It is especially necessary to obtain very low silicon and manganese contents, but with relatively high chromium, molybdenum and nickel contents.

Different compositions have been proposed in the prior art for the production of steels that respond to these mechanical properties, however, the mechanical characteristics of these steels must be further improved.
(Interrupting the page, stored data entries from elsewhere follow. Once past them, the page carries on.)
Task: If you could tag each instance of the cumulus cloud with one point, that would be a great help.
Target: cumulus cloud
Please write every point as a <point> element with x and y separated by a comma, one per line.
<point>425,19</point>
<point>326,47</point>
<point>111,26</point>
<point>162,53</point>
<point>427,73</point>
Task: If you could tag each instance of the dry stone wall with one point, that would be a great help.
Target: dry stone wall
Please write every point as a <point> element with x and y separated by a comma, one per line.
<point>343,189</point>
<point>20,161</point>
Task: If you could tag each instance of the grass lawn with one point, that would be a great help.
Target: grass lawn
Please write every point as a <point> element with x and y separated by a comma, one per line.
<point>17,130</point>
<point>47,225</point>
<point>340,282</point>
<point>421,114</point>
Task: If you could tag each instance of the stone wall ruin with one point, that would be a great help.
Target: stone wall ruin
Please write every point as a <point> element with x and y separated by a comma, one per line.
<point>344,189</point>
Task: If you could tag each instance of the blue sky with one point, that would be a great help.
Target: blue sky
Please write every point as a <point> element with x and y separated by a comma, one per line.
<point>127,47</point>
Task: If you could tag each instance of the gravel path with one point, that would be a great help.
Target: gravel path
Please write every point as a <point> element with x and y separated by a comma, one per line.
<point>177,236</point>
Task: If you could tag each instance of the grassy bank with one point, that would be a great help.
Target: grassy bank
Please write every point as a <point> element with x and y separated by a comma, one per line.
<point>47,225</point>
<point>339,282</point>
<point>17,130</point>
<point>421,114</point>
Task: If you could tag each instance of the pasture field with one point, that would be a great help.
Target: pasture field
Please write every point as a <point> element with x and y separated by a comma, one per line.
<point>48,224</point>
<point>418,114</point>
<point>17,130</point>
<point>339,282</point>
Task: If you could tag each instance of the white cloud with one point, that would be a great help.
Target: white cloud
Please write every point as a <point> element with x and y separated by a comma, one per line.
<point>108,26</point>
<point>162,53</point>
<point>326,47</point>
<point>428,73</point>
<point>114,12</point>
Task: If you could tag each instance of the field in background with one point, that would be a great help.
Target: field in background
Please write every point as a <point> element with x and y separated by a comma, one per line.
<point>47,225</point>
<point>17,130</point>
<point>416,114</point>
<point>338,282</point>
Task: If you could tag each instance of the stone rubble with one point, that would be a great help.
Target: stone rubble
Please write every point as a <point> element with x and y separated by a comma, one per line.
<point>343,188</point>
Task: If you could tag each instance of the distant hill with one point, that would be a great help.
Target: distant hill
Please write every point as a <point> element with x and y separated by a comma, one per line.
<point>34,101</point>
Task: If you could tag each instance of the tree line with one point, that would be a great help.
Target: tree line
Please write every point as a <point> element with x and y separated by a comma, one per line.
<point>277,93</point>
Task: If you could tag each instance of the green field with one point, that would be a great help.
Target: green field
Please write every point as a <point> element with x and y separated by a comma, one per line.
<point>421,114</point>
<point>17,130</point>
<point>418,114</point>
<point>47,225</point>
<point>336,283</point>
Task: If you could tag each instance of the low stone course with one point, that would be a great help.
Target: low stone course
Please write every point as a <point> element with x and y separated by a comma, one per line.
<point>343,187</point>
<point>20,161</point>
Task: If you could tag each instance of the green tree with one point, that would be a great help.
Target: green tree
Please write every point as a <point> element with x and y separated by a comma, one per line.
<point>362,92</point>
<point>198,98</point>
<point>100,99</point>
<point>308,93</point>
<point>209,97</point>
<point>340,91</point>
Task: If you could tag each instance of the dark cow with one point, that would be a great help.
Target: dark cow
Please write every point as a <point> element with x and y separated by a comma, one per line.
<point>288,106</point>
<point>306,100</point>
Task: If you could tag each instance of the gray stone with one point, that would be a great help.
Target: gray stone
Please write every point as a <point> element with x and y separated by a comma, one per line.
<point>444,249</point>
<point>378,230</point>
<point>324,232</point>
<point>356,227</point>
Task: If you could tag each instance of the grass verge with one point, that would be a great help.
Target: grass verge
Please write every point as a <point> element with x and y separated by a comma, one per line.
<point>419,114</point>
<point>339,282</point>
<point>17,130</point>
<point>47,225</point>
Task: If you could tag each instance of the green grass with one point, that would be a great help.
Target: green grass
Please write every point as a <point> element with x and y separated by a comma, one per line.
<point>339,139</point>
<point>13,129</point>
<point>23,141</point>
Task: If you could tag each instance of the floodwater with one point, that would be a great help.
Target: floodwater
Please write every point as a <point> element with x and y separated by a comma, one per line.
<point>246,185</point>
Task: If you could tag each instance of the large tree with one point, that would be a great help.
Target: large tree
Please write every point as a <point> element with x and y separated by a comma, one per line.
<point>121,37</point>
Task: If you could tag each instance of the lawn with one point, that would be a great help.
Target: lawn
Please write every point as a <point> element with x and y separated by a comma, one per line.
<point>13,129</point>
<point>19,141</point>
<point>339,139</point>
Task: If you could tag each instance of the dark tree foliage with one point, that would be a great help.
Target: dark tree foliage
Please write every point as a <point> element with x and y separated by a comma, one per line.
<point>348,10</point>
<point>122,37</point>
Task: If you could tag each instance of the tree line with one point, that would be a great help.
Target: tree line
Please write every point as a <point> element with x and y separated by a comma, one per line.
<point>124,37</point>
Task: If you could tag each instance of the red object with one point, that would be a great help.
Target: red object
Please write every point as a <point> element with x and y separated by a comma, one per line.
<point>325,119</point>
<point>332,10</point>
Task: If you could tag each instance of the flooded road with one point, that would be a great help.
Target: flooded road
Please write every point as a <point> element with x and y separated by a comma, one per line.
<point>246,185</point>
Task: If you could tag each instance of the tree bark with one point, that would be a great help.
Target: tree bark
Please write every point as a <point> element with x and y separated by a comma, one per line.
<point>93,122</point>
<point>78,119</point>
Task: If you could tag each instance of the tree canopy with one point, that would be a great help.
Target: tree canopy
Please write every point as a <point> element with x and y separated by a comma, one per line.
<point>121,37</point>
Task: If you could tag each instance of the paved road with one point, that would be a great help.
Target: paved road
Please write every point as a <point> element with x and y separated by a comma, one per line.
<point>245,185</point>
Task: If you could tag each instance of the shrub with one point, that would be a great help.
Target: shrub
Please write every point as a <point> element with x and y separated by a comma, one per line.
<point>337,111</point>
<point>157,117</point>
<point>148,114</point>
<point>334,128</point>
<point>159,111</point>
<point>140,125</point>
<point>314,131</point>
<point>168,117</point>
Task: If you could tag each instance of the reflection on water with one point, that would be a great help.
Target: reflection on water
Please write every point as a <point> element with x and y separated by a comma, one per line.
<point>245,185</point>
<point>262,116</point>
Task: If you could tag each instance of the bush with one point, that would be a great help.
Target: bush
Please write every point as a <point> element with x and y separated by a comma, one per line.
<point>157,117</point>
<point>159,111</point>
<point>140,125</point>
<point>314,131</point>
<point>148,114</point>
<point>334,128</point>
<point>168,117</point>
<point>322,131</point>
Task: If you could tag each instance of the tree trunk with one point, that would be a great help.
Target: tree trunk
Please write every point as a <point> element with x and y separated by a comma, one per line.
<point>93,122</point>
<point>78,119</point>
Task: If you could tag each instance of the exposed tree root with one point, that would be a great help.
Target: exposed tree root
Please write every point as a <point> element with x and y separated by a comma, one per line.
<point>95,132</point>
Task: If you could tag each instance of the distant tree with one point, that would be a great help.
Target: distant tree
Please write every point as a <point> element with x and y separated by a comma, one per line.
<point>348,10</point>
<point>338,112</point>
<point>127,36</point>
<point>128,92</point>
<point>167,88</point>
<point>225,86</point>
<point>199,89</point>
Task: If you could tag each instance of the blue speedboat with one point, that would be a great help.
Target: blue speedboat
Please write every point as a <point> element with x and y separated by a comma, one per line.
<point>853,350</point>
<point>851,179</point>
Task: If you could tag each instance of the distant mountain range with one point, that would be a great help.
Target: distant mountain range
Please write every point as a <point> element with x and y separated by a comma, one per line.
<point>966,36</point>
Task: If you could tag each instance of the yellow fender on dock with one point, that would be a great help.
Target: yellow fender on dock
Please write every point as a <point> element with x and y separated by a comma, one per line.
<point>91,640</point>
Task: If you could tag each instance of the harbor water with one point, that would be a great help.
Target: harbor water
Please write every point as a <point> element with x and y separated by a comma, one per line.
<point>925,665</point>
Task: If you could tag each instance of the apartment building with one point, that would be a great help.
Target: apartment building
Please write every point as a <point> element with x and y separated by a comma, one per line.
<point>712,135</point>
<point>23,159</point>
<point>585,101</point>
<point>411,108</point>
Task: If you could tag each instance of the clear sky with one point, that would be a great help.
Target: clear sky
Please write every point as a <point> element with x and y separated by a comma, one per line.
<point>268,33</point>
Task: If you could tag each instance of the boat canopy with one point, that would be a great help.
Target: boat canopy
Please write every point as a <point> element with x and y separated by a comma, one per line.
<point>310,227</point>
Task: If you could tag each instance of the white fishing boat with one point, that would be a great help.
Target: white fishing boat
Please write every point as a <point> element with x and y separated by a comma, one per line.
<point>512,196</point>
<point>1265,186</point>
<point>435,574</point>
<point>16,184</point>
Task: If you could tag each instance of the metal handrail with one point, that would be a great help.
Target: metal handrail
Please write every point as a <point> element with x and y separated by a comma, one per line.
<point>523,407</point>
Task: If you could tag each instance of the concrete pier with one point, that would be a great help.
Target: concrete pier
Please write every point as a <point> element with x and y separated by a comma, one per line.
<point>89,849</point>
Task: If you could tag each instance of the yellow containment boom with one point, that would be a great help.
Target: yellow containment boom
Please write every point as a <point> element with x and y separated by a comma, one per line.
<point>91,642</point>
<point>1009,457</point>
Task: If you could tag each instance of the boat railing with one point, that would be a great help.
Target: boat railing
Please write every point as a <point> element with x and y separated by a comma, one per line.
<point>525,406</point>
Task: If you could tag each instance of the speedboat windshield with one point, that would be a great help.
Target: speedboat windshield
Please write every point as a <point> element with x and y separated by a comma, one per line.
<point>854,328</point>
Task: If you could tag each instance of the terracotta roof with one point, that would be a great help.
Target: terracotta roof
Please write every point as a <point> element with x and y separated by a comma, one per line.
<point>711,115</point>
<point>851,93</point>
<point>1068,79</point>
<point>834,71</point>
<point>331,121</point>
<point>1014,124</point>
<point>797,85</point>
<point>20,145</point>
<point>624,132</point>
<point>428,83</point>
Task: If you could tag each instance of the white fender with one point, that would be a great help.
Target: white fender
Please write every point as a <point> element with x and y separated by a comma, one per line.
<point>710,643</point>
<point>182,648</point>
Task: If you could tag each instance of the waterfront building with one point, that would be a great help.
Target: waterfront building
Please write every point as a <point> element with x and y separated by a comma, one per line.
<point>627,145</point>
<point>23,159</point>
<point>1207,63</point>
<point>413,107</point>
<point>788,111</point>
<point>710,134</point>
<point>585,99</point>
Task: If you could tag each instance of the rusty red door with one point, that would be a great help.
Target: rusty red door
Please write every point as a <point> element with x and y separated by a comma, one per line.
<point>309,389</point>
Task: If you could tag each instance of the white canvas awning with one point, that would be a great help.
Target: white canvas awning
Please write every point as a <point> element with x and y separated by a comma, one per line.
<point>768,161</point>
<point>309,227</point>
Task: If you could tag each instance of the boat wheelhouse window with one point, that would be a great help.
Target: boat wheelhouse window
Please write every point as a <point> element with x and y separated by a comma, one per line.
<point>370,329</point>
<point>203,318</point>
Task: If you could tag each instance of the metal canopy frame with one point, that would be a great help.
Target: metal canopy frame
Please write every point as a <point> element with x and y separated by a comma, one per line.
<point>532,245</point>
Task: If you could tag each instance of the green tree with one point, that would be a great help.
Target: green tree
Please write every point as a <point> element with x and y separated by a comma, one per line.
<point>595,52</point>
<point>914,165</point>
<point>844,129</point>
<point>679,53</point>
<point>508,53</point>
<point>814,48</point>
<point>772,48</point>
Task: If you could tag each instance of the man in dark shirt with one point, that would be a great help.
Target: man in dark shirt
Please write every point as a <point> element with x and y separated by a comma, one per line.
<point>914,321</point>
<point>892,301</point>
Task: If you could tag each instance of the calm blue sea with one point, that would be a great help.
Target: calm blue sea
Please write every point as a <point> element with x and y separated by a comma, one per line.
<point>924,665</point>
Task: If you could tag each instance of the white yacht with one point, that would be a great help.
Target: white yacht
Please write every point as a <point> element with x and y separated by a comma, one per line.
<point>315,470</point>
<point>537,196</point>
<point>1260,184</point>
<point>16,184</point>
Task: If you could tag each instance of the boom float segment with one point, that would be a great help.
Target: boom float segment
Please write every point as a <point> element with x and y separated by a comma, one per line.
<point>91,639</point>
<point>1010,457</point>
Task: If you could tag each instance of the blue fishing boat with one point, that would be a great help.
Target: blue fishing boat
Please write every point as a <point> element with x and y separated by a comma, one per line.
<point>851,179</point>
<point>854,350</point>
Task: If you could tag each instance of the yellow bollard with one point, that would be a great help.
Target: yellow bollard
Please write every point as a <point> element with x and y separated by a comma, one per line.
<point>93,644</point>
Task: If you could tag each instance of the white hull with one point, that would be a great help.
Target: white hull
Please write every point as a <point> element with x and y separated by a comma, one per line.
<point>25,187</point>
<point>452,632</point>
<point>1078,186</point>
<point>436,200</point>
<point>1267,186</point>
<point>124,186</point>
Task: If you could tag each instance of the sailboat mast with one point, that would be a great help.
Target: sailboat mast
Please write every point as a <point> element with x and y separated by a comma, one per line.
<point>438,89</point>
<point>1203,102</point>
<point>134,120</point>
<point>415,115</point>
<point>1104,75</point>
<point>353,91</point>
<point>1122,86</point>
Such compositions are especially described in DE-195 31 260 C2. The composition must therefore be improved in terms of mechanical properties, and especially in terms of the elasticity limit and elasticity / toughness limit ratio, in particular at low temperature.

The known processes do not produce relatively reliably steel compositions with the required mechanical properties, especially in terms of the limit of elasticity and proportion of elasticity / toughness at low temperature.

Objectives of the invention

The main objective of the invention is to solve the technical problems mentioned above and, especially, to provide a steel composition that allows high mechanical properties, especially in terms of the elasticity limit and an optimized elasticity / toughness limit ratio at low temperature, adapted to form an element of the pressurized equipment.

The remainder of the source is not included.